In the ‘Parameter’ field you want to add the ‘field’ part of the particular field-value pair you want to configure. So in the case of our example URL http://www.example.com/boys/shoes?order=asc we’d enter ‘order’. The next box asks you whether this parameter changes how the content on the page is seen by the user - if you’re unsure, compare it to the version of the page without any parameters (e.g. http://www.example.com/boys/shoes). For now let’s imagine that this parameter doesn’t change the content on the page:

As you can see in the image we’ve chosen from the dropdown box the option ‘No: Doesn’t affect page content (ex: tracks usage)’ and I’ve also expanded the box for ‘show example URLs’ - this’ll show you any URLs that Google has recently crawled which feature the parameter that you’re configuring - this is a good way of checking that you’re configuring the right thing.

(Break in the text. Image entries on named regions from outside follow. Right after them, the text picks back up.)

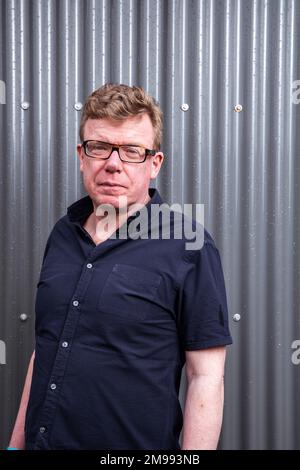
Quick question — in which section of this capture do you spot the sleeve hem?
[184,336,233,351]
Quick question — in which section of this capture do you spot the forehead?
[84,114,154,148]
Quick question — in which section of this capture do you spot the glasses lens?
[86,140,112,158]
[120,145,145,162]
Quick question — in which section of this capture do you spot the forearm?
[9,353,34,449]
[182,376,224,450]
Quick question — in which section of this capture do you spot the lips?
[98,181,125,188]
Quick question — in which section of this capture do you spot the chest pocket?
[98,264,161,321]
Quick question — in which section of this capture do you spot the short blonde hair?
[79,83,163,150]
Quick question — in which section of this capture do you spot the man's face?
[77,114,163,208]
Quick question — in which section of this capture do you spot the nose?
[105,150,122,173]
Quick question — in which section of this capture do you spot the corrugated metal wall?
[0,0,300,449]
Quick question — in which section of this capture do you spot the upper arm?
[185,346,226,381]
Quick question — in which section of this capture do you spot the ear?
[150,152,165,180]
[77,144,84,171]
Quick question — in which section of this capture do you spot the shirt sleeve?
[177,242,232,351]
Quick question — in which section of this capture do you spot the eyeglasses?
[82,140,157,163]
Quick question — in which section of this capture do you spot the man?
[10,85,232,450]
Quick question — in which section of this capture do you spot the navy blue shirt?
[25,189,232,450]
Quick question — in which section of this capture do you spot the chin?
[90,194,127,209]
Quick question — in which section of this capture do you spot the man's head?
[77,84,163,207]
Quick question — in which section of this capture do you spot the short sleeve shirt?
[25,189,232,450]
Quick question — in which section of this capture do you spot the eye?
[122,146,141,157]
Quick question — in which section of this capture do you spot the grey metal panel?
[0,0,300,449]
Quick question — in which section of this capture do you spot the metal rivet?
[21,101,30,109]
[74,101,82,111]
[180,103,190,111]
[234,104,243,113]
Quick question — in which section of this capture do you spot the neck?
[84,194,151,244]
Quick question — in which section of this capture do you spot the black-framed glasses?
[82,140,157,163]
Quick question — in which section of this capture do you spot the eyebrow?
[88,137,147,148]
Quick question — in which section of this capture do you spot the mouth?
[98,181,125,188]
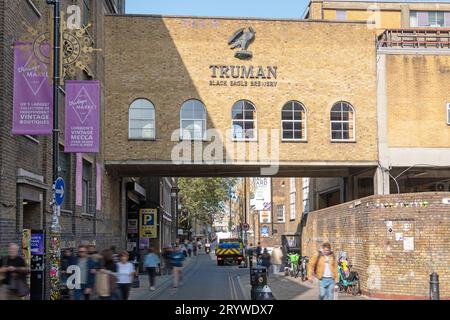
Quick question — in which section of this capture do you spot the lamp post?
[47,0,61,300]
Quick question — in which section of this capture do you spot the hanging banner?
[139,209,158,238]
[64,80,100,153]
[251,178,272,211]
[12,42,53,135]
[75,153,83,207]
[95,163,103,211]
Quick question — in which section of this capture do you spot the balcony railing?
[378,28,450,49]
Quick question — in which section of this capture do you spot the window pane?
[283,121,294,130]
[281,111,293,120]
[233,121,244,139]
[331,131,342,140]
[331,111,342,121]
[283,130,294,139]
[331,122,342,131]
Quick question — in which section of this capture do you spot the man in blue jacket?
[74,245,98,300]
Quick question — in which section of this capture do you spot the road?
[152,252,249,300]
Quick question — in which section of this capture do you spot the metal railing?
[377,28,450,49]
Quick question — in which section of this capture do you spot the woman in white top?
[116,251,136,300]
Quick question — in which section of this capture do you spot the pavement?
[130,252,368,300]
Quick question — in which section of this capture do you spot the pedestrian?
[308,242,338,300]
[144,248,161,291]
[0,243,30,300]
[188,241,194,258]
[256,242,262,265]
[170,244,184,288]
[270,247,283,274]
[110,246,119,263]
[95,249,117,300]
[192,240,198,256]
[117,251,136,300]
[261,248,271,275]
[73,245,96,300]
[61,249,75,300]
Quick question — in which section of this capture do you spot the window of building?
[180,99,206,140]
[289,178,297,220]
[281,101,306,141]
[410,11,450,27]
[336,10,347,20]
[447,103,450,124]
[82,160,93,214]
[231,100,256,141]
[277,205,286,223]
[59,145,72,211]
[331,101,355,141]
[128,99,155,140]
[83,0,91,26]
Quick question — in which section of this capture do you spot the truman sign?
[209,65,278,87]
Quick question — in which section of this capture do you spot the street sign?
[55,177,65,206]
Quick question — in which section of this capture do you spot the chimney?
[309,0,323,20]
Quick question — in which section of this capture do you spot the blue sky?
[126,0,309,19]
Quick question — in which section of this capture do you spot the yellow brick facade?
[104,16,377,162]
[386,55,450,148]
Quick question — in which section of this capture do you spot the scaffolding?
[378,28,450,49]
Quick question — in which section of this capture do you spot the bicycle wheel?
[352,279,361,296]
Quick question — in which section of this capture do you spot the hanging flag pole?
[47,0,61,300]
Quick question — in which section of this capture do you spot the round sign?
[55,178,65,206]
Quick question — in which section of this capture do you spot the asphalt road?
[152,252,249,300]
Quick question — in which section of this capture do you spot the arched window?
[180,99,206,140]
[331,101,355,141]
[281,101,306,141]
[231,100,256,140]
[128,99,155,140]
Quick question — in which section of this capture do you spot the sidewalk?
[241,271,369,300]
[129,252,197,300]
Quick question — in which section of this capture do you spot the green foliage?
[178,178,237,224]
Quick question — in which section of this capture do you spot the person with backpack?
[308,242,338,300]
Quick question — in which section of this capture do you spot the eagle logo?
[228,27,256,59]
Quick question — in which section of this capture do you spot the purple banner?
[75,153,83,206]
[64,80,100,153]
[12,42,53,135]
[95,163,102,211]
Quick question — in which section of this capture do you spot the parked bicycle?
[295,256,309,281]
[337,259,361,296]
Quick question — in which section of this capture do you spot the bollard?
[256,285,276,300]
[430,272,439,300]
[250,267,267,300]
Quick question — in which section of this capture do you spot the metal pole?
[47,0,61,300]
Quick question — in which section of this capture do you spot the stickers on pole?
[64,81,100,153]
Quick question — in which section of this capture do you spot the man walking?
[169,242,184,288]
[308,242,338,300]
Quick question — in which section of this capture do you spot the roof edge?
[105,14,368,24]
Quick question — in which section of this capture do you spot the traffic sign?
[55,177,65,206]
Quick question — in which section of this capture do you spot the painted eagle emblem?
[228,27,256,59]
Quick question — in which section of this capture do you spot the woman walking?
[117,251,136,300]
[144,248,161,291]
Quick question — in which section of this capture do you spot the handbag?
[9,277,30,297]
[131,274,141,289]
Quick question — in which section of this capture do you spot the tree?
[178,178,237,225]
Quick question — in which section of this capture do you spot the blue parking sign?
[55,177,65,206]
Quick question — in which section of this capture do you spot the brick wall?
[302,192,450,299]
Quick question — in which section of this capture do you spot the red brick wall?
[302,192,450,299]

If there are no examples of recently crawled URLs, it’s likely that the parameter isn’t in use on your site, or that Google isn’t crawling those particular URLs for another reason (such as your site being locked down while still in development).
If you press ‘Save’ at this point the Parameter will be configured as a ‘Representative URL’. This tells Google that if it locates many that URLs differ only in this parameter (so not the hierarchical part of the URL or the value in the field-value combination), Googlebot will only crawl one representative URL, rather than all of them.

Now let’s look at an example where instead of ‘No’ we’ve chosen ‘Yes: Changes, reorders, or narrows page content’. This expands the box and allows for further configuration. The first box we’ll have to deal with asks the question ‘How does this parameter affect page content?’ and offers the following choices:
- Sorts - Sorts content as specified by the parameter. For example, displays product listings sorted by name, by brand, or by price. (e.g. ?price=75-100)
- Narrows - Displays a subset of content specified by the parameter. For example, filters for only dresses in size M. (e.g. ?size=medium)
- Specifies - Specifies what the page is about (for example, the subject, audience, item number, etc). (e.g. ?subject=shoes)
- Translates - Displays content in the language (for example, English or Klingon) specified by the parameter (e.g. ?language=english)
- Paginates - Displays a specific page of a long article or a paginated series of pages, such as on an Ecommerce site. (e.g. ?language=english)
Check how the content changes once the parameter is applied - does it flick you to the next page? Does it translate the content into another language? Does it simply reorder or filter the items on the page? By comparing the URL that features the parameter to the base URL you’ll likely be able to work this out.
You can now move on to the second dropdown box, ‘Which URLs with this parameter should Google Crawl?’. Your options are as follows:
- Let Googlebot decide - This will allow Googlebot to make the decision whether to index the page or not, essentially its default behaviour before any parameter is configured.
- Every URL - Overriding GoogleBot’s default behaviour, this will attempt to index every page that features this particular parameter.
- Only URLS with Value - The dropdown box in this option will include a list of the values (from the field-value combination) it has encountered, if you select this option that specific value will be indexed but no others.
- No URLs - Google will not attempt to index any URLs that include this parameter, this is useful for anything that you’re concerned will cause duplicate content issues but should be used with care.
When you’re happy with what you’ve configured, hit the ‘Save’ button and it’ll be added to the list of configured URL Parameters.